A ideia foi então criar um negócio que oferecesse o mesmo nível de serviço das grandes empresas. Para isso, entretanto, trabalharia num esquema quase de uma cooperativa.
Com vários clientes, teria o volume e a escala necessários para garantir uma infraestrutura equiparada a de gigantes como a Amazon ou o Mercado Livre.
Os sócios tinham uma plataforma digital, montaram uma equipe de experts em merchandising, marketing digital e vendas. Na época, a companhia recebeu investimentos do fundo de venture capital americano Flybridge Capital Partners e, logo em seguida, do e.bricks eventures.
Até hoje, a Infracommerce recebeu um total de US$ 35 milhões em aportes. O modelo é muito parecido com o de uma companhia chinesa chamada Baozun que trabalha nesse segmento, tem capital aberto na Nasdaq e avaliação de mercado superior a US$ 1,67 bilhão.
Hoje, além do Brasil, a companhia atua na Argentina, Colômbia e México, e conta com um total de 1,5 mil funcionários. “O Brasil representa 90% do faturamento e o restante da América Latina responde por 10%”, diz Schoppen.
A meta é fazer com que os outros países da região passem a representar 40% da receita, nos próximos cinco anos. “É um desafio muito grande. Tirando o Mercado Livre, poucos conseguem operar na região”, diz o executivo. Mas é inevitável. “As empresas estrangeiras querem uma operação regional. Fazer contrato de guarda-chuva para a região toda.”

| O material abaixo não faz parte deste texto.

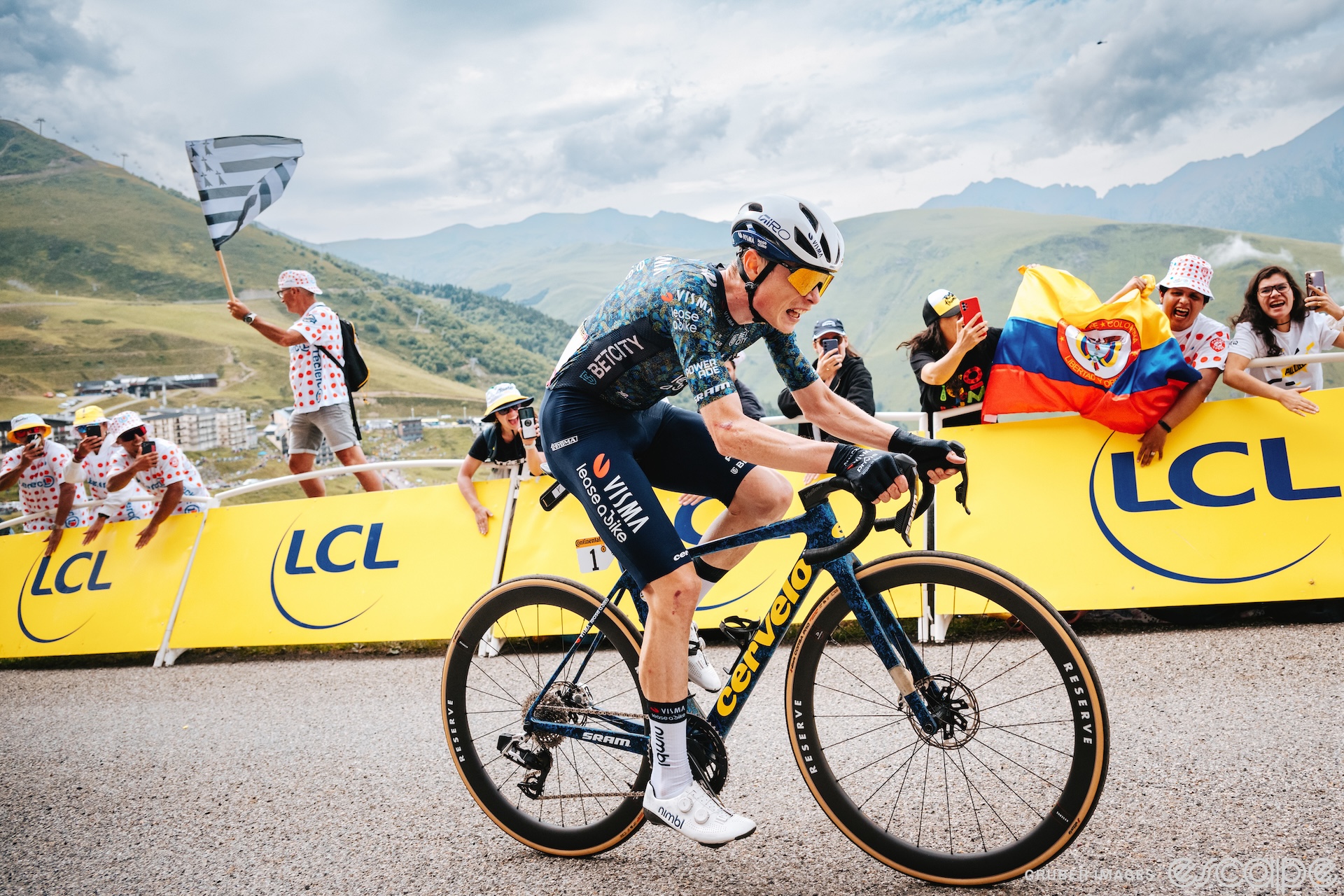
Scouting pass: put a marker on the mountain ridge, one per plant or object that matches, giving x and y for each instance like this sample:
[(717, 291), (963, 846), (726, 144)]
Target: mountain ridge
[(1294, 190)]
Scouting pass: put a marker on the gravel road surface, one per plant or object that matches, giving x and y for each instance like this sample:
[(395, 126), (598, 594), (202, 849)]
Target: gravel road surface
[(332, 777)]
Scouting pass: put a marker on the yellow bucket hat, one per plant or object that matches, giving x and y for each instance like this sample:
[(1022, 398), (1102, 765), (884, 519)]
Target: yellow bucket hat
[(27, 422)]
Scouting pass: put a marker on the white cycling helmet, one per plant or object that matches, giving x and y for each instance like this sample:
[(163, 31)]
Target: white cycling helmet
[(806, 234), (785, 230)]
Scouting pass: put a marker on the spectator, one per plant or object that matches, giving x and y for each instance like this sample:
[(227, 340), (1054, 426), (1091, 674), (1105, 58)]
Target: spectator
[(38, 468), (840, 368), (1276, 320), (1203, 342), (164, 472), (321, 400), (750, 403), (952, 359), (90, 468), (500, 442)]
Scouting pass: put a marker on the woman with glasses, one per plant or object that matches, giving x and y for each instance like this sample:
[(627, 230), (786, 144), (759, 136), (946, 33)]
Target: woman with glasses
[(1280, 321)]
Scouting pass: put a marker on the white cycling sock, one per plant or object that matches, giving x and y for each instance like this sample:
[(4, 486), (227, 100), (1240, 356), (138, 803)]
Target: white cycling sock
[(671, 767)]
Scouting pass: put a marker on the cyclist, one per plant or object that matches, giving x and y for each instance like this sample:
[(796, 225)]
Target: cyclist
[(612, 440)]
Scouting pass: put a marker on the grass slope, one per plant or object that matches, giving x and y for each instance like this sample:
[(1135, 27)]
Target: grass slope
[(70, 225)]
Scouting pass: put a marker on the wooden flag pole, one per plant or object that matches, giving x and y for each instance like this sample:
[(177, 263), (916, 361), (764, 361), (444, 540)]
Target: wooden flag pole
[(225, 272)]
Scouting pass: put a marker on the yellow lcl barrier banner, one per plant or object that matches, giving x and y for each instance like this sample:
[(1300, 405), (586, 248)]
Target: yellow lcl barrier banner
[(1245, 505), (102, 598)]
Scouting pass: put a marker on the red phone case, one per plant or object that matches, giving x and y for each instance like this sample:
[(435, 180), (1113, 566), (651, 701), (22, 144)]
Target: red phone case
[(969, 308)]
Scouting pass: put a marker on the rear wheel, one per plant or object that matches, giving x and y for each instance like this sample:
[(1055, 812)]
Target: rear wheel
[(1019, 761), (555, 794)]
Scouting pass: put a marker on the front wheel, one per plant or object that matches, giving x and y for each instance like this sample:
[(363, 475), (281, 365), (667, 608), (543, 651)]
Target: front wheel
[(1019, 758), (556, 794)]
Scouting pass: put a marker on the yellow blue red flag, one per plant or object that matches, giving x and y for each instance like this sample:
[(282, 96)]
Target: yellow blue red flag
[(1062, 349)]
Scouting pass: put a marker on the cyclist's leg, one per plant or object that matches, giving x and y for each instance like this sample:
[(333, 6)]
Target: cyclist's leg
[(683, 458)]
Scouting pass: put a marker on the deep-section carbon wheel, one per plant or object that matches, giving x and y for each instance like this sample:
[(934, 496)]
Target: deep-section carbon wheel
[(1019, 758), (556, 794)]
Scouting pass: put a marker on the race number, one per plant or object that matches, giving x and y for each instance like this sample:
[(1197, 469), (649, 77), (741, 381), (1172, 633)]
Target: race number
[(593, 555)]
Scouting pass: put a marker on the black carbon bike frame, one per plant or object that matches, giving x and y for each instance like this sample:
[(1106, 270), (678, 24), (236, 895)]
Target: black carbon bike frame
[(823, 551)]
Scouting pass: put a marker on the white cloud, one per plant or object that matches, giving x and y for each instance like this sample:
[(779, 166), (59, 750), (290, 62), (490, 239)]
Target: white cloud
[(1236, 250), (420, 115)]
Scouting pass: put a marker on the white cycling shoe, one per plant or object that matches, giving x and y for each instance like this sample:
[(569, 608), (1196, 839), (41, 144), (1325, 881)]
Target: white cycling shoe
[(699, 669), (698, 816)]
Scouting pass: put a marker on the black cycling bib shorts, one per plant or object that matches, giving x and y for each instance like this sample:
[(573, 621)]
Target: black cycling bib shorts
[(612, 460)]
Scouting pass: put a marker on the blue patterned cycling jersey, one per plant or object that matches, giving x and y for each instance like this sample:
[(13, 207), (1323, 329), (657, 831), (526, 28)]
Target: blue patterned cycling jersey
[(666, 327)]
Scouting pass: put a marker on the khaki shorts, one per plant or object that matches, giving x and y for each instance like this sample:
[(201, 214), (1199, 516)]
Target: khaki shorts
[(308, 429)]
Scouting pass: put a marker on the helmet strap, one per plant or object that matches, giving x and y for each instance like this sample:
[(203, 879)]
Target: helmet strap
[(750, 285)]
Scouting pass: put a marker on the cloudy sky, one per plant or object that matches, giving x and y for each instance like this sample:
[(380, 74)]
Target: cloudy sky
[(422, 115)]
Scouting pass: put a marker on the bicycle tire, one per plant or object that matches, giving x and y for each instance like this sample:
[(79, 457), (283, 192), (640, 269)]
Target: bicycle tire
[(976, 852), (479, 694)]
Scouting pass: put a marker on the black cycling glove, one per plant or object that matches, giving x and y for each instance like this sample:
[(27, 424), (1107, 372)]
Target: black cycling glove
[(932, 454), (869, 472)]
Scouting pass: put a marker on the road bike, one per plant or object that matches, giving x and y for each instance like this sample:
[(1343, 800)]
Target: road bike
[(965, 762)]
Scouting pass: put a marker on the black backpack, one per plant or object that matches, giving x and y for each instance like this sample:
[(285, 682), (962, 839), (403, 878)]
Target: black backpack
[(354, 368)]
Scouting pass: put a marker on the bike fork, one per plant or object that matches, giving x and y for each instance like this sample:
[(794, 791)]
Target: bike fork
[(889, 640)]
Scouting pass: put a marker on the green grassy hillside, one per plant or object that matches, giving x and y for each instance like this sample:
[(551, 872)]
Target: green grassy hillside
[(73, 226), (894, 260)]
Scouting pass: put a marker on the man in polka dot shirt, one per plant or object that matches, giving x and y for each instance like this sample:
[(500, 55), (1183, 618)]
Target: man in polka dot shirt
[(1203, 342), (38, 468), (321, 400)]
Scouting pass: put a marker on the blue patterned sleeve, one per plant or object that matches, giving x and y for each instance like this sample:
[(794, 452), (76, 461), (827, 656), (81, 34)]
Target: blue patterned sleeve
[(788, 360)]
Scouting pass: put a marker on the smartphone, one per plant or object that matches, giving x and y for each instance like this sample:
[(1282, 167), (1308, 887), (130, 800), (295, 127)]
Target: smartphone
[(527, 419), (969, 308)]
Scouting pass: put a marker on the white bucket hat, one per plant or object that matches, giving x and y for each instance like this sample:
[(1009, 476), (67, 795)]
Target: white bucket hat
[(118, 424), (1190, 272), (300, 279)]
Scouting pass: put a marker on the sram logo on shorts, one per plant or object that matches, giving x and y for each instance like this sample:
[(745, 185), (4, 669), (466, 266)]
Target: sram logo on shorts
[(771, 628)]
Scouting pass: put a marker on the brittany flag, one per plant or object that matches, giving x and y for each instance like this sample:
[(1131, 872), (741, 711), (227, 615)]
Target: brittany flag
[(239, 178), (1062, 349)]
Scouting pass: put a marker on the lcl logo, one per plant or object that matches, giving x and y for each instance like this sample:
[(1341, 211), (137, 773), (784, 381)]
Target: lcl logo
[(70, 577), (363, 555), (1180, 477)]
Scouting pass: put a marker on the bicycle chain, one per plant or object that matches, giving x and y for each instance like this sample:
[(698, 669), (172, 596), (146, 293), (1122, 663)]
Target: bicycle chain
[(624, 794)]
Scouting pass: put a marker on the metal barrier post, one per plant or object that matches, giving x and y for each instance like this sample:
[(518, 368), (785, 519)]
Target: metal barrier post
[(166, 656), (489, 645)]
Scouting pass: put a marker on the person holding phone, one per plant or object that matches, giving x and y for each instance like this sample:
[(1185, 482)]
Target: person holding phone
[(38, 466), (952, 355), (158, 465), (1276, 320), (840, 368), (510, 435)]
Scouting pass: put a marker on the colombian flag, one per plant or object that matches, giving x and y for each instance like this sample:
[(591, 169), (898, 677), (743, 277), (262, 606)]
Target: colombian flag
[(1063, 351)]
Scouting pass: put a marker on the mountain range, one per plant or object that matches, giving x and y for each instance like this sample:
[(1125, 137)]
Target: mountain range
[(71, 226), (1294, 190)]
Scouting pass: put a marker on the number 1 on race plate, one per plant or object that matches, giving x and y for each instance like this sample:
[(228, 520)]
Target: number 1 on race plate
[(593, 555)]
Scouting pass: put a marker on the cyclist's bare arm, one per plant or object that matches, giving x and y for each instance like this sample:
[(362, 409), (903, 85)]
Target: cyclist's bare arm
[(738, 435), (836, 414)]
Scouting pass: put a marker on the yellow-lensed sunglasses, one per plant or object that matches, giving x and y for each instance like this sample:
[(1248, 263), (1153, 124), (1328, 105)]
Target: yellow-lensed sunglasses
[(806, 280)]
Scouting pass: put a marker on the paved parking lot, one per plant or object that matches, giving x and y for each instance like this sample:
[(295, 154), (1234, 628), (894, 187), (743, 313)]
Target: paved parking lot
[(332, 777)]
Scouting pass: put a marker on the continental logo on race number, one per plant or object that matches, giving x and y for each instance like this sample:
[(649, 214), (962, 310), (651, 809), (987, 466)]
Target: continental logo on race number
[(765, 637)]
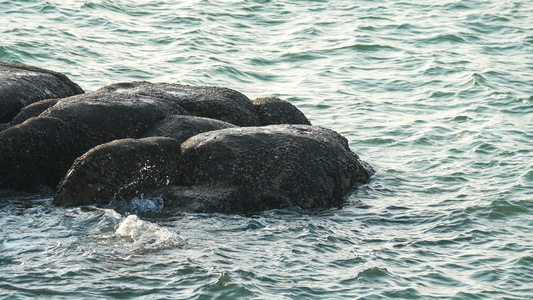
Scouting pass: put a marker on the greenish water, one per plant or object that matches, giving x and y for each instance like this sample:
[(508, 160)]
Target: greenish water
[(437, 95)]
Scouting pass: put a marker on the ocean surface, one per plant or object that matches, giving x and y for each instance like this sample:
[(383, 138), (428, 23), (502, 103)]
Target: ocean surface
[(436, 95)]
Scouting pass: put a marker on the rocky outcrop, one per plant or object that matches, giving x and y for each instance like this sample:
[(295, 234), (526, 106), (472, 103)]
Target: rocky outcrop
[(257, 168), (127, 167), (21, 85), (36, 154), (276, 111), (182, 128), (194, 149)]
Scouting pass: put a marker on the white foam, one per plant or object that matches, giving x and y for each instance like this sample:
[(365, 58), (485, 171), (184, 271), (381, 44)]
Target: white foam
[(146, 235)]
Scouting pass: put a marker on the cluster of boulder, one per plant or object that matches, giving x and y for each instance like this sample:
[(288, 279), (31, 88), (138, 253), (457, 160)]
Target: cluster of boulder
[(193, 148)]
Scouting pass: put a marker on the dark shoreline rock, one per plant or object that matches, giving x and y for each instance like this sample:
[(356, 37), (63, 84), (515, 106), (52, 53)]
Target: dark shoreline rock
[(21, 85), (128, 166), (193, 149)]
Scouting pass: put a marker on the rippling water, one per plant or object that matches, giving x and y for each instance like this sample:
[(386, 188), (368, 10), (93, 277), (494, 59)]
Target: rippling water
[(437, 95)]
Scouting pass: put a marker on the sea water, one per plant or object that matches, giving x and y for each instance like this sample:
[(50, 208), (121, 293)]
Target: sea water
[(436, 95)]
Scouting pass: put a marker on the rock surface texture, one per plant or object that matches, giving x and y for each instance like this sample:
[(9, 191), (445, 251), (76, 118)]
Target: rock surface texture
[(191, 149)]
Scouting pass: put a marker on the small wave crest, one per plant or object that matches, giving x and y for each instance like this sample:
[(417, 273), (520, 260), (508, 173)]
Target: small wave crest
[(148, 236)]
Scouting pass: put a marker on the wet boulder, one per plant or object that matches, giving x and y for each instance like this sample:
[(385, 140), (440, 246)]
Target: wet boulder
[(257, 168), (21, 85), (32, 110), (203, 101), (103, 116), (36, 154), (126, 168), (182, 127), (68, 129), (276, 111)]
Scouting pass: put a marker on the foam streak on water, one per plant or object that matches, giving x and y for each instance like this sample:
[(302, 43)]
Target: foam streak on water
[(437, 95)]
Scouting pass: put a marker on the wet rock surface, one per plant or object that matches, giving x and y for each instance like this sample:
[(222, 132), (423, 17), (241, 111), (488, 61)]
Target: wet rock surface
[(21, 85), (125, 168), (192, 149)]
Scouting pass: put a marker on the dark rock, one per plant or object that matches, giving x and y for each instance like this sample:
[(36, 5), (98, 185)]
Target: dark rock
[(21, 85), (102, 116), (32, 110), (182, 128), (36, 153), (79, 123), (258, 168), (203, 101), (276, 111), (129, 167)]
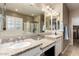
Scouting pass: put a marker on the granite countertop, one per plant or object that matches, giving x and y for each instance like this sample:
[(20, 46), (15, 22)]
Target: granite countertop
[(9, 52), (43, 42), (47, 42)]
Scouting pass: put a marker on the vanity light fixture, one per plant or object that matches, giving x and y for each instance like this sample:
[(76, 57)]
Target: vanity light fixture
[(32, 14), (16, 9)]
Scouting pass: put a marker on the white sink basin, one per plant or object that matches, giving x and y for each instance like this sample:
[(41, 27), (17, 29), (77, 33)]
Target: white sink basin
[(20, 45)]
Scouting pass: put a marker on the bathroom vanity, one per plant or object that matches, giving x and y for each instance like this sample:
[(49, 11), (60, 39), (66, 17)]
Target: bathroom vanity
[(35, 48)]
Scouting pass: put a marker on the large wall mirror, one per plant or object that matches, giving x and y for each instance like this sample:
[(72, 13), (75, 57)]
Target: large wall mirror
[(25, 18)]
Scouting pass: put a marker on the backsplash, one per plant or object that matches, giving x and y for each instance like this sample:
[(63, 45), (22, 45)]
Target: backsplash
[(6, 37)]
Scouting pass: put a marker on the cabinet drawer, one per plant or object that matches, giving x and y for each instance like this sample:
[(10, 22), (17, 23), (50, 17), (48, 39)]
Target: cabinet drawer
[(31, 52)]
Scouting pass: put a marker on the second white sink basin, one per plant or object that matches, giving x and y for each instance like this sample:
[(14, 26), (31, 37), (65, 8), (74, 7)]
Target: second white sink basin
[(20, 45)]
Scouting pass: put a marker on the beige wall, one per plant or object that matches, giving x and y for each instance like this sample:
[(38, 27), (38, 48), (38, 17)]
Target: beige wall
[(66, 23), (74, 20)]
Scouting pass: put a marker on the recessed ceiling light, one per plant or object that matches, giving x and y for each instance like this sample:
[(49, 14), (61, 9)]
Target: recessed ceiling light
[(16, 9), (32, 14)]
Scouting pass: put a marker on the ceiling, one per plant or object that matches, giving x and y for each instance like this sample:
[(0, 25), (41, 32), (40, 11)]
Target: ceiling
[(29, 8), (72, 6), (24, 8)]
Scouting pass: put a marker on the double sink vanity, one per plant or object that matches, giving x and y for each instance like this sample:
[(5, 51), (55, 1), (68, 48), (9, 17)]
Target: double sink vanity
[(49, 45)]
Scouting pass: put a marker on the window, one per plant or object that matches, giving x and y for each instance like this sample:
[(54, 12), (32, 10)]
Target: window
[(14, 23)]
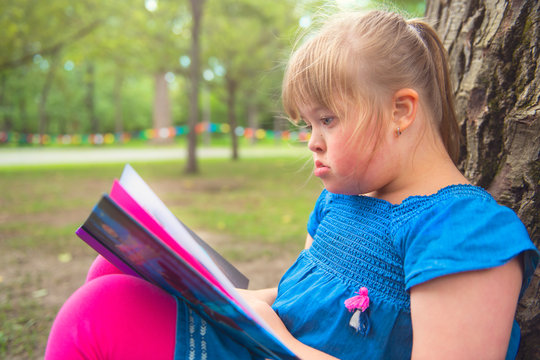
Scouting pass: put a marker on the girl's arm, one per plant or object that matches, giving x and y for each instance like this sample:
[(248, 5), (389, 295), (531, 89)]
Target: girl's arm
[(273, 320), (268, 295), (467, 315)]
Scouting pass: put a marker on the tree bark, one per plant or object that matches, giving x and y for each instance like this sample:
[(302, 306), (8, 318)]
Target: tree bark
[(162, 107), (90, 98), (194, 75), (118, 111), (253, 120), (494, 49), (231, 113), (42, 108)]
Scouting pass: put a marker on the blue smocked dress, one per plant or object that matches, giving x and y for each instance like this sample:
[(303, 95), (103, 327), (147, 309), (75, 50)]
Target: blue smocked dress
[(366, 242)]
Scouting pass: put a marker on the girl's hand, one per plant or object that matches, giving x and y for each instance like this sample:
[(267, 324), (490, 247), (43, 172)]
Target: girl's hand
[(265, 311)]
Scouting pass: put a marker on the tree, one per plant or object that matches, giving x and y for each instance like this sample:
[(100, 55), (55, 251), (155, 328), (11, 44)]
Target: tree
[(249, 50), (194, 76), (494, 53)]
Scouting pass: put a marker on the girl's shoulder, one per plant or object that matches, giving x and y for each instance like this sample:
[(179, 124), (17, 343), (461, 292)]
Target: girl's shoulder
[(460, 228)]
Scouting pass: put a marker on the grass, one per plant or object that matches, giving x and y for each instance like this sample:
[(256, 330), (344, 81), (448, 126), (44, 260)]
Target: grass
[(256, 209)]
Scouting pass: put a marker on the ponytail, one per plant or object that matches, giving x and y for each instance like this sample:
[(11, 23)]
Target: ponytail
[(448, 125)]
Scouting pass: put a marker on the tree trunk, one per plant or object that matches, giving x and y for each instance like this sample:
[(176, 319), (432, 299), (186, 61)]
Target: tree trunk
[(231, 114), (90, 99), (162, 107), (494, 53), (42, 109), (207, 117), (118, 113), (7, 121), (194, 75), (253, 120)]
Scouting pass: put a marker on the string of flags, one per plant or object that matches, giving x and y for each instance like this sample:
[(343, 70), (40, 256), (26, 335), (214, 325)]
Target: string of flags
[(147, 134)]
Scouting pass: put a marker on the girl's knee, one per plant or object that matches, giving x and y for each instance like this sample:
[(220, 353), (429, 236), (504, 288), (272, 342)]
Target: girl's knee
[(101, 267), (115, 316)]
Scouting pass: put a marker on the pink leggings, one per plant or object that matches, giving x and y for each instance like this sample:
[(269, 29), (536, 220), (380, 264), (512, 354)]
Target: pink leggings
[(114, 316)]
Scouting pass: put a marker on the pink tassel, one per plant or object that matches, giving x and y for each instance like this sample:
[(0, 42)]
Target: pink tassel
[(360, 301)]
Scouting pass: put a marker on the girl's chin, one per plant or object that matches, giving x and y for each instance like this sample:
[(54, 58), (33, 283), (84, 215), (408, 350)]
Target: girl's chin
[(335, 189)]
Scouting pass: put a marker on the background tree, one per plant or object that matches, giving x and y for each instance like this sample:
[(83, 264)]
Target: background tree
[(194, 77), (494, 54), (249, 52)]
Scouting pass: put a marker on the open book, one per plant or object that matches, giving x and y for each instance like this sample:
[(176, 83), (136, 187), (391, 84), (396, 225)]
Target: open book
[(134, 230)]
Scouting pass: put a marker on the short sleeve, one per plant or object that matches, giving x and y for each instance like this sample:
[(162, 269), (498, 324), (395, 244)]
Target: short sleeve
[(321, 207), (463, 235)]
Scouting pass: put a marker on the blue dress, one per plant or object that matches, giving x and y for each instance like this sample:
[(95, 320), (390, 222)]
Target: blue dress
[(361, 241), (366, 242)]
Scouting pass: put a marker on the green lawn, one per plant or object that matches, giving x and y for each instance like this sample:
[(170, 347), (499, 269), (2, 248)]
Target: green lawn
[(254, 211)]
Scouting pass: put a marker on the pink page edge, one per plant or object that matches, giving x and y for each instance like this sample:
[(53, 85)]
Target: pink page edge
[(125, 201)]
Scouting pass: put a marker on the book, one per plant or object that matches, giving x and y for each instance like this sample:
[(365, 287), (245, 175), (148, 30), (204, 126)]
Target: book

Sobre novos aportes e a meta do tão sonhado valuation de US$ 1 bilhão, que faria a empresa se tornar um unicórnio, Schoppen tem os pés no chão. “Quero ser um unicórnio sustentável. Minha visão é mais de um alemão tradicional. Montamos uma empresa e não uma boa história para alguém investir. Se você tem uma empresa você pode vender. Se você tem uma história, precisa contá-la muito bem e ter sorte.”